Bricks, Mortar, Memories: Neighbourhood and Networks in Collective Acts of Remembering

Abstract

How is place‐making as a tool for the formation of social identities related to categories, networks and categorical networks? How do people use the built environment and hence, following Massey, create places in space? Such questions are asked to reverse the usual way of looking at urban neighbourhoods. The neighbourhood in Rotterdam, The Netherlands, where the ethnographic research for this article was conducted, is not taken for granted. The symbolic meanings and practical uses the neighbourhood has today and has had over the past 75 years are discussed in relation to class and social networks. Local networks, grounded in everyday activities, provided a sense of class‐based familiarity when the shipbuilding industry (1900–60) reigned. This did not necessarily produce communities as people imagined them, but it did produce quite local, and categorical, networks. However, such catnets on the local level can no longer be taken for granted, if they ever could.

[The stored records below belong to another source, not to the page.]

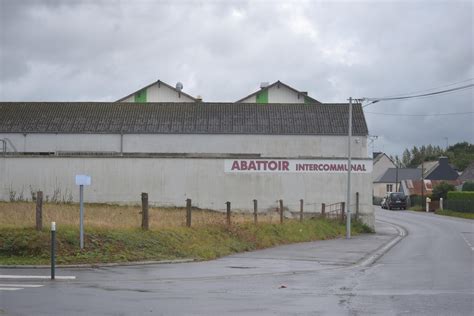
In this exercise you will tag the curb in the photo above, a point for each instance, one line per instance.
(382, 250)
(97, 265)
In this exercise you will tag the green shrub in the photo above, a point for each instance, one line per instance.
(457, 195)
(468, 186)
(441, 190)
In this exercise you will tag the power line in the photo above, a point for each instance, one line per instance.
(418, 95)
(434, 88)
(434, 114)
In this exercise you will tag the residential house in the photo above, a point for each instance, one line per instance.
(439, 170)
(422, 187)
(468, 173)
(381, 163)
(391, 179)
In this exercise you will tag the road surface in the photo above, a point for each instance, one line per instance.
(429, 272)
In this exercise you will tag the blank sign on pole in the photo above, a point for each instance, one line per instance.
(81, 181)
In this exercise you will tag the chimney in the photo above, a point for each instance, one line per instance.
(443, 160)
(264, 85)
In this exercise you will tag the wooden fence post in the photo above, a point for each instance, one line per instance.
(357, 205)
(301, 210)
(255, 211)
(228, 213)
(281, 211)
(188, 212)
(145, 221)
(39, 210)
(343, 207)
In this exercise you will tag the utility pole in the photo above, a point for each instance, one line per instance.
(396, 179)
(422, 183)
(349, 167)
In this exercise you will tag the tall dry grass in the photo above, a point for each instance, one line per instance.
(22, 215)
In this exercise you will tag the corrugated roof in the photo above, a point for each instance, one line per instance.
(179, 118)
(390, 176)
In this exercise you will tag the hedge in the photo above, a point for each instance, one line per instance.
(457, 195)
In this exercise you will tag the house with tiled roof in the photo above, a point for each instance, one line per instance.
(391, 179)
(422, 187)
(278, 92)
(468, 173)
(439, 170)
(381, 163)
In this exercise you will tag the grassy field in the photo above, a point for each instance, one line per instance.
(455, 214)
(112, 234)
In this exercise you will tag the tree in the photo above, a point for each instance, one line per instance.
(441, 190)
(406, 157)
(460, 155)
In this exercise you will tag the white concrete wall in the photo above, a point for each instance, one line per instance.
(170, 181)
(63, 142)
(266, 145)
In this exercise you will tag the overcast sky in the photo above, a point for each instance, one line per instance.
(103, 50)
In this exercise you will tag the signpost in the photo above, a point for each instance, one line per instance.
(81, 181)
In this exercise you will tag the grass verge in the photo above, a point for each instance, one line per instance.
(27, 246)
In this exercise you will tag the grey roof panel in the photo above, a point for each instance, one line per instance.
(179, 118)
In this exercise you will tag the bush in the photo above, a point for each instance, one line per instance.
(441, 190)
(468, 186)
(456, 195)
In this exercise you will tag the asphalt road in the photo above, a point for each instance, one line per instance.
(429, 272)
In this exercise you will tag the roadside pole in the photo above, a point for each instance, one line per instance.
(53, 250)
(81, 221)
(348, 199)
(81, 181)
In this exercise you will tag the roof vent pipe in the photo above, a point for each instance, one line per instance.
(264, 85)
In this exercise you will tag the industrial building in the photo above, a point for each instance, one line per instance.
(209, 152)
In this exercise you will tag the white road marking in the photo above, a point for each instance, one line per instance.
(20, 285)
(467, 242)
(11, 276)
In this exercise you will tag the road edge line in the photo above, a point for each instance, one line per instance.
(382, 250)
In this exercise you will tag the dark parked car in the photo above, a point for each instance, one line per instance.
(396, 200)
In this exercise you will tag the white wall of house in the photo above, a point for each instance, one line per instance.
(266, 145)
(162, 93)
(381, 166)
(169, 181)
(380, 189)
(279, 94)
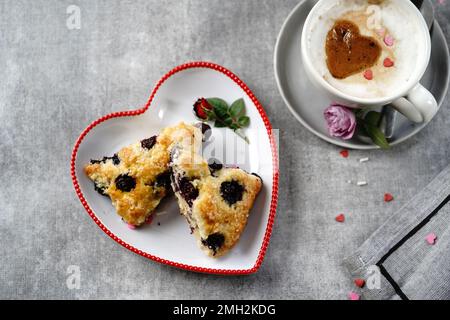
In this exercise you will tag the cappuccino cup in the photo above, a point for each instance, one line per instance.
(369, 53)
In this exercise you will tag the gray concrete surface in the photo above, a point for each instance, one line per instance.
(54, 81)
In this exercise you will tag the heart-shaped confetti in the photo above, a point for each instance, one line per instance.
(360, 282)
(344, 153)
(340, 218)
(388, 197)
(431, 238)
(388, 63)
(368, 74)
(389, 40)
(354, 296)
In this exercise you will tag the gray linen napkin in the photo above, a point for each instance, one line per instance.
(397, 262)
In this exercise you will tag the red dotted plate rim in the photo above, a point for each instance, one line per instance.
(274, 200)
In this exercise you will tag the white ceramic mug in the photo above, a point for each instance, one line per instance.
(413, 101)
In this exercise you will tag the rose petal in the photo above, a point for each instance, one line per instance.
(431, 238)
(368, 74)
(360, 282)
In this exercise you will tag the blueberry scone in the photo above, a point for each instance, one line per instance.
(215, 200)
(137, 178)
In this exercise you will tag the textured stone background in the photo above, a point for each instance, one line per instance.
(55, 81)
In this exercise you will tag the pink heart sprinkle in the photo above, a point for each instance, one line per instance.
(381, 32)
(353, 296)
(389, 40)
(431, 238)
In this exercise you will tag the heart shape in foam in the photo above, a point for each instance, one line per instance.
(168, 239)
(348, 52)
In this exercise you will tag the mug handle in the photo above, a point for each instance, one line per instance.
(418, 106)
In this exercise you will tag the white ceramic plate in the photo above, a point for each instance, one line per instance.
(307, 104)
(167, 239)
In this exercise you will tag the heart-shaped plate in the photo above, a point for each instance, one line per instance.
(167, 239)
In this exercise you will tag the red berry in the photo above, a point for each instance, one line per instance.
(199, 108)
(388, 63)
(368, 74)
(388, 197)
(344, 153)
(360, 282)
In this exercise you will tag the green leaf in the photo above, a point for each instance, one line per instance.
(237, 108)
(244, 121)
(376, 135)
(372, 118)
(220, 107)
(228, 121)
(219, 124)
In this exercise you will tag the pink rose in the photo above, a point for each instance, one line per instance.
(341, 121)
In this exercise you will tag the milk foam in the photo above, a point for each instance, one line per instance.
(399, 22)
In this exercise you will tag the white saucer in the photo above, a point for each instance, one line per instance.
(307, 105)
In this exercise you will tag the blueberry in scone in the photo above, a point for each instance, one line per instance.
(137, 178)
(215, 200)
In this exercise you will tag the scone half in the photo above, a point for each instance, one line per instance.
(137, 178)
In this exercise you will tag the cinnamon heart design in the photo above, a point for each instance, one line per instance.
(348, 52)
(168, 239)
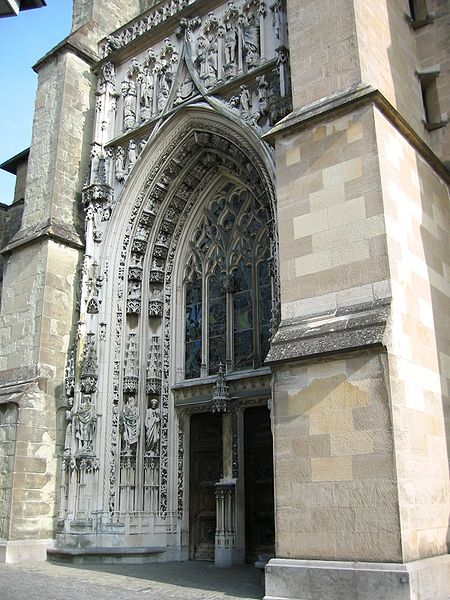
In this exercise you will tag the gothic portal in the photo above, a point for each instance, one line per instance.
(179, 292)
(224, 319)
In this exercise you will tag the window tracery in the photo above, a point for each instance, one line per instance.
(228, 291)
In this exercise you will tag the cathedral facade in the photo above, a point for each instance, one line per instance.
(225, 295)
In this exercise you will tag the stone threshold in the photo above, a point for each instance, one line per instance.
(104, 554)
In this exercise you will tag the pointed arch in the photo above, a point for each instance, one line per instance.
(187, 161)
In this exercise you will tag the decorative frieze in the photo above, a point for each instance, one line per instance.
(88, 373)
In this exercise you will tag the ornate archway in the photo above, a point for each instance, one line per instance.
(199, 204)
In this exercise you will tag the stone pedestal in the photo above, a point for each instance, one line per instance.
(427, 579)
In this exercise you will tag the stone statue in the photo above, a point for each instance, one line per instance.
(132, 154)
(152, 426)
(129, 421)
(147, 92)
(245, 98)
(85, 421)
(120, 164)
(230, 43)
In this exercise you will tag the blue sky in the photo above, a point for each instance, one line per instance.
(23, 41)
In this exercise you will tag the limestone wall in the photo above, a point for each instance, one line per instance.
(60, 143)
(323, 51)
(8, 423)
(417, 224)
(36, 322)
(387, 50)
(336, 495)
(93, 12)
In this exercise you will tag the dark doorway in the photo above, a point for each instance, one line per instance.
(259, 502)
(205, 472)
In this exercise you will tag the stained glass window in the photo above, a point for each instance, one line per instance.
(229, 256)
(193, 329)
(217, 323)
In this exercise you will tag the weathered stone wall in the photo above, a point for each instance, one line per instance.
(93, 12)
(21, 178)
(387, 54)
(330, 215)
(417, 213)
(335, 488)
(323, 48)
(37, 315)
(60, 143)
(10, 223)
(8, 423)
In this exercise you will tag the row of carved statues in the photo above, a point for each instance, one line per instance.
(82, 423)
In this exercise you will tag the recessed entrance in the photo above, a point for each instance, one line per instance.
(259, 496)
(205, 472)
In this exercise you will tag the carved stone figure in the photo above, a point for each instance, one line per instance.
(129, 422)
(85, 421)
(129, 104)
(152, 426)
(251, 44)
(120, 164)
(147, 92)
(132, 154)
(245, 98)
(230, 43)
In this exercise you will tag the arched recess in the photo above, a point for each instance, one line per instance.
(144, 254)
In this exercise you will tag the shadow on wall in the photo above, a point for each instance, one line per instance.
(436, 251)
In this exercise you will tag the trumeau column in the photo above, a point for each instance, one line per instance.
(353, 433)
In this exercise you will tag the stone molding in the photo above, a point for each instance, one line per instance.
(295, 579)
(343, 330)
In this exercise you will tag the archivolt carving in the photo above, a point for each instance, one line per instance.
(195, 155)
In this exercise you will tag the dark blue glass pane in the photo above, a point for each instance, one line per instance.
(217, 353)
(263, 273)
(215, 289)
(243, 349)
(265, 306)
(193, 322)
(193, 359)
(193, 294)
(265, 342)
(242, 277)
(243, 311)
(217, 317)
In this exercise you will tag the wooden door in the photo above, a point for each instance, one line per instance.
(205, 472)
(259, 494)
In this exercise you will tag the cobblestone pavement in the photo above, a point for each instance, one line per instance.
(191, 580)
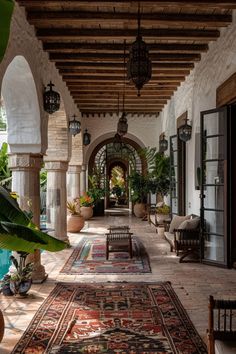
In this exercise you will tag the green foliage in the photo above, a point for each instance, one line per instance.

This article addresses how elderly people within a neighbourhood use the built environment to: (1) produce new local networks (by using local facilities as meeting points) and new social identifications with others; (2) imagine a community by developing a sense of ‘localness’ rather than ‘class’ as a shared category, although they have a similar class position; and (3) produce collective memories and, in the process of this production, format the neighbourhood symbolically. In doing so, they reduce the multi‐layered identities of earlier times to a one‐dimensional memory of the working‐class community which is equated with the neighbourhood. This enables this group of elderly people to make sense of their contemporary, changing social environment.